Wimbledon? U.S. Open? French Open? TCU All-American has sights set on grand stages

Courtesy of TCU Athletics

Alex Rybakov has competed at Wimbledon, the U.S. Open and the French Open. As a junior.

Now, he is trying to get back to those prestigious stages as a professional. The former TCU standout is in the early stages of his pro career, trying to climb his way up the ladder of a sport that has an exclusive group that make a living by playing it.

Just think that three, maybe four, NFL rosters is the grand total of male tennis professionals making a living playing tennis.

“If you’re in the Top 200 in the world, let’s say 180th, you’re a helluva tennis player,” said Rybakov, the 22-year-old lefty known for his big serve and big forehand.

“But you’re not making too much money. You’ve got to be really up there to make a good amount.

“The road to the top is not as extremely glamorous as everyone thinks. You’ve got to work your way up. Even if you’ve had a great college career, you don’t have a ranking, so you’re playing smaller tournaments in front of not many fans for not too much money. Going through those roads is definitely one of the toughest things.”

But that’s something Rybakov is prepared for.

Rybakov was in the field for the 2019 Nielsen Men’s Pro Tennis Championship in Winnetka, Illinois this week, losing a first-round match to Australian Max Purcell on Tuesday morning.

Last week, Rybakov played in a tournament in Orlando, Florida with a chance to earn a spot in a U.S. Open qualifier, but lost in the finals.

Still, those who know Rybakov best are confident in his abilities and drive to reach the highest level, starting with TCU assistant coach Devin Bowen.

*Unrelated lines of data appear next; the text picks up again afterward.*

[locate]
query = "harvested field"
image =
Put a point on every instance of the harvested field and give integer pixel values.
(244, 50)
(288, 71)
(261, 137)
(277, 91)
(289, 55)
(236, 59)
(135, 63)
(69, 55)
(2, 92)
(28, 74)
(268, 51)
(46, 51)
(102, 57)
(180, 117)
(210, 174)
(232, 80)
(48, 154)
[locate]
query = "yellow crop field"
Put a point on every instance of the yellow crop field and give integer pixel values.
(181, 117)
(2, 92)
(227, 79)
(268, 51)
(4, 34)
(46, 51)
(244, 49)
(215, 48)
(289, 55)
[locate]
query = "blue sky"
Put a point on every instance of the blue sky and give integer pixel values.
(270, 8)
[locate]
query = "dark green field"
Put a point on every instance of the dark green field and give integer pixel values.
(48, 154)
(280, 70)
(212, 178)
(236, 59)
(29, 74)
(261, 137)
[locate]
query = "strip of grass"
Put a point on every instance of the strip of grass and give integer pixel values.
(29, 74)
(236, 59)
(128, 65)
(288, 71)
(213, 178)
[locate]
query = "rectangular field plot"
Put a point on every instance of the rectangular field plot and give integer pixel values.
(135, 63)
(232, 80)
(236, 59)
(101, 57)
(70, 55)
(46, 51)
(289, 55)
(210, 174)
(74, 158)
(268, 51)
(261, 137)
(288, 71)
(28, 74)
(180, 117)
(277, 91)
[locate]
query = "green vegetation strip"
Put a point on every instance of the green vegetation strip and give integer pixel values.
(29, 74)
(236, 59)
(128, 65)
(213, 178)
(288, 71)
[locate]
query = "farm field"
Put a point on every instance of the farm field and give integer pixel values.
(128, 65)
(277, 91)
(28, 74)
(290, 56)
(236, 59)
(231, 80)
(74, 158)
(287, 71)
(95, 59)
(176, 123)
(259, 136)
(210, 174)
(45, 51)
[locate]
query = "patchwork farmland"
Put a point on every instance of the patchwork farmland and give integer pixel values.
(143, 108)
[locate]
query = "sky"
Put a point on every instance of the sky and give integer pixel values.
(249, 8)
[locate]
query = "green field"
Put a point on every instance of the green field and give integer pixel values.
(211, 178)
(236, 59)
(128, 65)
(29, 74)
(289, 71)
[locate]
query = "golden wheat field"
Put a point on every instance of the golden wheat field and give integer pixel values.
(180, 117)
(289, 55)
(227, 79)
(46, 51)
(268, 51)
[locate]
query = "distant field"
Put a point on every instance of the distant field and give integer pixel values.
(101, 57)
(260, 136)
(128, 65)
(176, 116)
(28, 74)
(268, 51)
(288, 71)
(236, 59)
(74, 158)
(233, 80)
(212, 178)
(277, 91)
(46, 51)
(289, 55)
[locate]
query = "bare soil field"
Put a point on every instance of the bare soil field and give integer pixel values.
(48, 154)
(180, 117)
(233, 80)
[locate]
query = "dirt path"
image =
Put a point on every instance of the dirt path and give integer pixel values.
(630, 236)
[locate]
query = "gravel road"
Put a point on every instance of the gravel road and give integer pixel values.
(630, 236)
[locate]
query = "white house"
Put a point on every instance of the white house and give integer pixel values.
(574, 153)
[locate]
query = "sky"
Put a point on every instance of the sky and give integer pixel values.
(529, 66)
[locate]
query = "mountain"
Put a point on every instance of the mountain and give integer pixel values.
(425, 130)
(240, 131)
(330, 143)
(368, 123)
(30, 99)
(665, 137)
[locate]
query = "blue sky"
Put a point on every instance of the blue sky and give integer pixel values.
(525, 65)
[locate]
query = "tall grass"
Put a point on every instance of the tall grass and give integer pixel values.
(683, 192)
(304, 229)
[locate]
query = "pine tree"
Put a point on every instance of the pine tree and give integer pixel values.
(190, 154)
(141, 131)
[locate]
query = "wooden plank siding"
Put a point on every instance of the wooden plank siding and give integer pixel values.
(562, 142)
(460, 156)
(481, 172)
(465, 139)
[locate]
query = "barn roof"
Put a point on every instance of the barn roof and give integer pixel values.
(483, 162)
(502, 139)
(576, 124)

“What sets Alex apart from most players is his discipline,” said Bowen, who spent 12 years as a professional in the ATP following a standout college career at TCU.

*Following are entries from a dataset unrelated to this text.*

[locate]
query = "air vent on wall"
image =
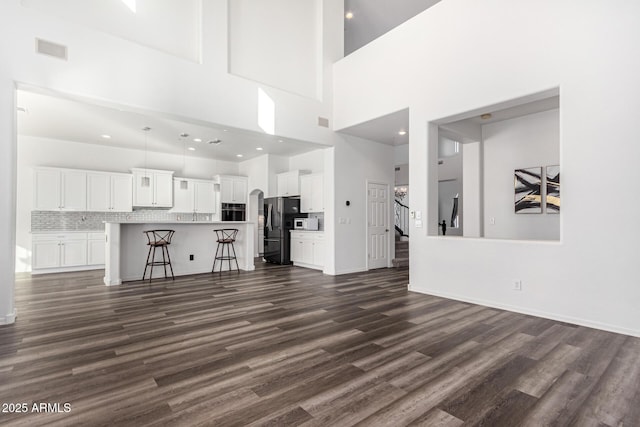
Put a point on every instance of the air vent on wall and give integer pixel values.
(52, 49)
(323, 121)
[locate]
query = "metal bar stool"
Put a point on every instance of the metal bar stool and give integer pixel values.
(225, 237)
(161, 239)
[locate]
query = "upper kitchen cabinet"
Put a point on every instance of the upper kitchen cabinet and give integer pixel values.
(233, 189)
(193, 195)
(60, 189)
(312, 193)
(288, 183)
(109, 192)
(152, 188)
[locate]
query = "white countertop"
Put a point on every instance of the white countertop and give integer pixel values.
(66, 231)
(179, 222)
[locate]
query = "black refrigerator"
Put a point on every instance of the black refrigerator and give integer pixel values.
(279, 213)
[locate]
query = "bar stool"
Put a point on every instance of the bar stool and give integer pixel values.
(225, 237)
(161, 239)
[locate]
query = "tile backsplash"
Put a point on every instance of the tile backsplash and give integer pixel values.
(93, 221)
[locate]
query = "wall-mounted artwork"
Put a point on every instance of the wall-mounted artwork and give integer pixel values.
(528, 185)
(553, 189)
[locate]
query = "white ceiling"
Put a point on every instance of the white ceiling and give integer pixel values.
(373, 18)
(53, 117)
(383, 129)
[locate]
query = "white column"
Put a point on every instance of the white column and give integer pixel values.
(8, 199)
(112, 254)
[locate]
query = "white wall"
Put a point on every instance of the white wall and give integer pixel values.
(401, 154)
(8, 199)
(259, 53)
(257, 169)
(472, 173)
(590, 276)
(47, 152)
(356, 161)
(528, 141)
(450, 177)
(172, 27)
(313, 161)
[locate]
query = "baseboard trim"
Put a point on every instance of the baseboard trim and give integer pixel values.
(9, 318)
(546, 315)
(67, 269)
(349, 271)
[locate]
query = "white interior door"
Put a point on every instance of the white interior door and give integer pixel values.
(378, 225)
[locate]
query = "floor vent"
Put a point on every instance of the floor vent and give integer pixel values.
(52, 49)
(323, 121)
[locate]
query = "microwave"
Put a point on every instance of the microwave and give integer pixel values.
(305, 224)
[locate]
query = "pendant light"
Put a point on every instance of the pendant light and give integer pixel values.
(184, 184)
(146, 180)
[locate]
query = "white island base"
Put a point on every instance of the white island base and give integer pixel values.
(127, 249)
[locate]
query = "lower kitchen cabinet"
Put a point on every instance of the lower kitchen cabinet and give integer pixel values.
(52, 252)
(307, 249)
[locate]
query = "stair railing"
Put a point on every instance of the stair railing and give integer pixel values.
(401, 218)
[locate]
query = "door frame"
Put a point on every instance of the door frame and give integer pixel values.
(389, 216)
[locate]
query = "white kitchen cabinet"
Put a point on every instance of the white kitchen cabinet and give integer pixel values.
(288, 183)
(121, 193)
(52, 251)
(73, 252)
(205, 196)
(152, 188)
(46, 253)
(312, 193)
(109, 192)
(193, 195)
(307, 249)
(233, 189)
(60, 189)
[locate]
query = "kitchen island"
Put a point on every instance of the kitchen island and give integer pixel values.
(126, 248)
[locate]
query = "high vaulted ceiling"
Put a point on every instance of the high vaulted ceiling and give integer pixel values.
(54, 117)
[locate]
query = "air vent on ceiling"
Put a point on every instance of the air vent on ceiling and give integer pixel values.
(323, 121)
(52, 49)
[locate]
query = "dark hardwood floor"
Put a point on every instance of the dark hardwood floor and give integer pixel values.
(290, 346)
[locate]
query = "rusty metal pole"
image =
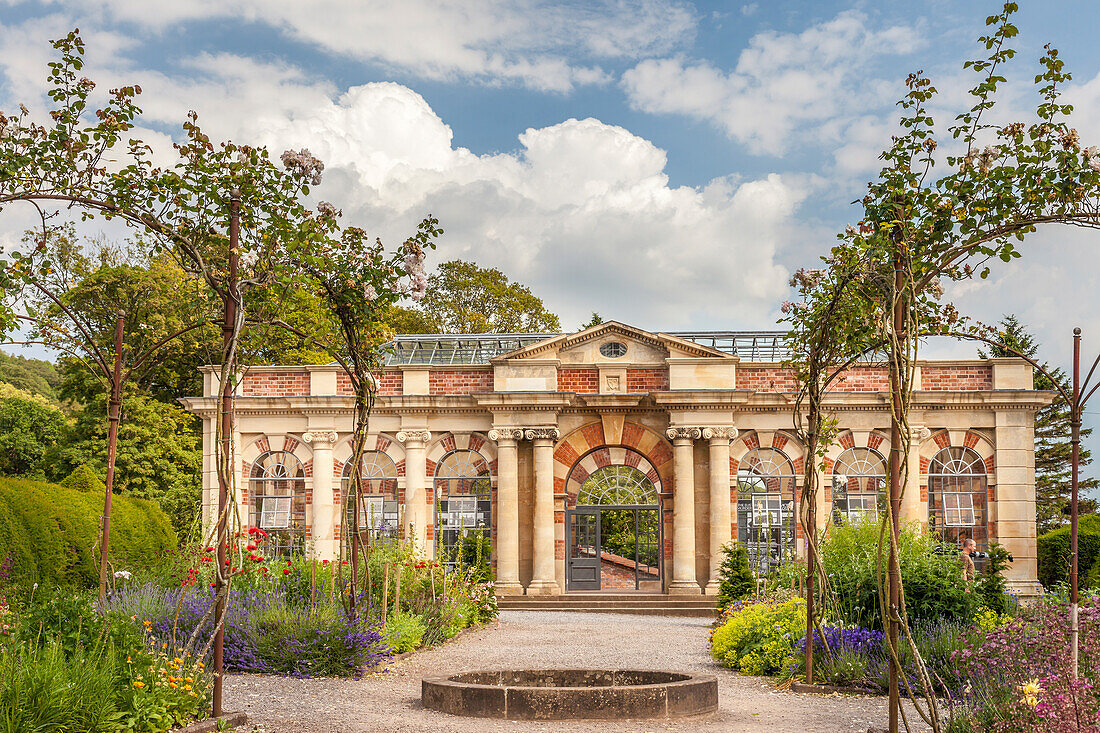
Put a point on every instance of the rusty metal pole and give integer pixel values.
(113, 408)
(227, 438)
(1075, 441)
(895, 456)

“Alex is a great athlete but there are so many amazing tennis players on tour, it is his work ethic and attitude that will give him a huge edge in his career.”

Just look at what Rybakov accomplished in his stellar career at TCU.

Last season, Rybakov earned, among others, ITA Singles All-American honors; Big 12 co-player of the year honors; All-Big 12 singles first-team; All-Big 12 doubles second team; and ITA Texas Region senior player of the year.

But the challenging roads ahead are a welcomed sight for Rybakov and his dream of reaching the highest level. He’s seen it pay off for other TCU players such as Cameron Norrie, who won a first-round singles match at Wimbledon this year.

As Bowen put it, “Cameron Norrie’s success is important because it shows Alex exactly what it takes to be top 50 in the world. They have practiced together so many times and he has watched Cameron improve and become the player he is today.

“Alex has followed Cameron’s career closely from the beginning and learned a lot from him. Now it is time for him to start his own career and use what he has learned from his former teammate to make the transition.”

It’s underway with a jampacked summer schedule, something that Rybakov is accustomed to. He played in a number of summer events during his TCU career, but his earnings were capped to supplement only travel expenses.

Now, Rybakov is able to earn full money. But it’s a full-time job, too, which means Rybakov is spending more time training, monitoring his diet, studying opponents and watching film.

“With this being my job so to speak, every little thing counts,” said Rybakov, who is five classes shy of earning his degree from TCU.

“Everything I’m doing now is to maximize myself to become a better player. I have more time to focus on the stuff that I need to do.”

Rybakov, who came to TCU as a top-rated recruit out of South Florida in 2015, plans to make Fort Worth his home base. Bowen still serves as his primary coach, and DFW is an easy city to travel out of.

Rybakov is confident everything will work out eventually. He knows he’s got the talent and game to make it at the highest level. Playing the best college competition the past four years at TCU only helped solidify his belief.

He was teammates with current pros such as Norrie at TCU, and grew up going against others such as Reilly Opelka and Tommy Paul.

“A lot of my friends turned pro coming out of high school, but going to TCU ended up being the best decision I’ve made,” Rybakov said. “It’s been an unbelievable experience. It’s been more than I could’ve asked for. I got so much better with my four years there.

“Now I feel like I’m playing my best tennis right now. I’m ready to go.”